Perguntada sobre o apoio dado pelo governo Lula a países que não respeitam os direitos humanos, como Cuba, Dilma respondeu com outra indagação: "E Guantánamo respeita os direitos humanos, companheiro?"

Para a ex-ministra, Lula não interfere na política externa dos outros países e trabalha para construir um ambiente de paz, não de atrito. Mais uma vez, ela defendeu a liberdade de expressão. "Sou contra preso político por crime de opinião, sou contra alguém ser preso político", reiterou. "Nós respeitamos a liberdade de imprensa."

Em nova alfinetada indireta na direção de Serra, Dilma disse que "jamais" ligará para um editor de jornal com o objetivo de reclamar de reportagens. "Acho inadequado alguém telefonar para o editor e pedir punição a jornalista", insistiu. Apesar de indagada sobre a quem se referia, a candidata do PT não respondeu. "Você é que sabe", devolveu, abrindo um sorriso.
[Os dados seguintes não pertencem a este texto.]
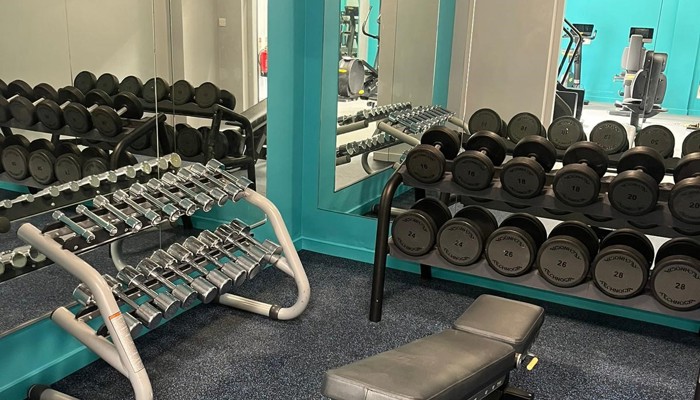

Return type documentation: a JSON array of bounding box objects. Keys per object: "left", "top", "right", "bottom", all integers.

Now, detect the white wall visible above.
[{"left": 448, "top": 0, "right": 566, "bottom": 126}]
Dilma confundiu Honduras com El Salvador ao dizer que El Salvador sofreu um golpe de Estado, mas se corrigiu e pediu desculpas. No capítulo do programa de governo, ela também se manifestou contra a taxação sobre grandes fortunas - outro ponto que consta das diretrizes do PT para sua plataforma -, sob a alegação de que a medida é "inócua".

Dilma Rousseff (PT)

Às 9h, dará entrevista por telefone a rádio de Garanhuns (PE). À tarde, participa de sabatina do Portal R7 (SP).

José Serra (PSDB)

Cumpre agenda em Porto Alegre (RS) a partir das 14h.

Marina Silva (PV)

Compromissos em Nova York incluem encontro com correspondentes brasileiros, às 18h30.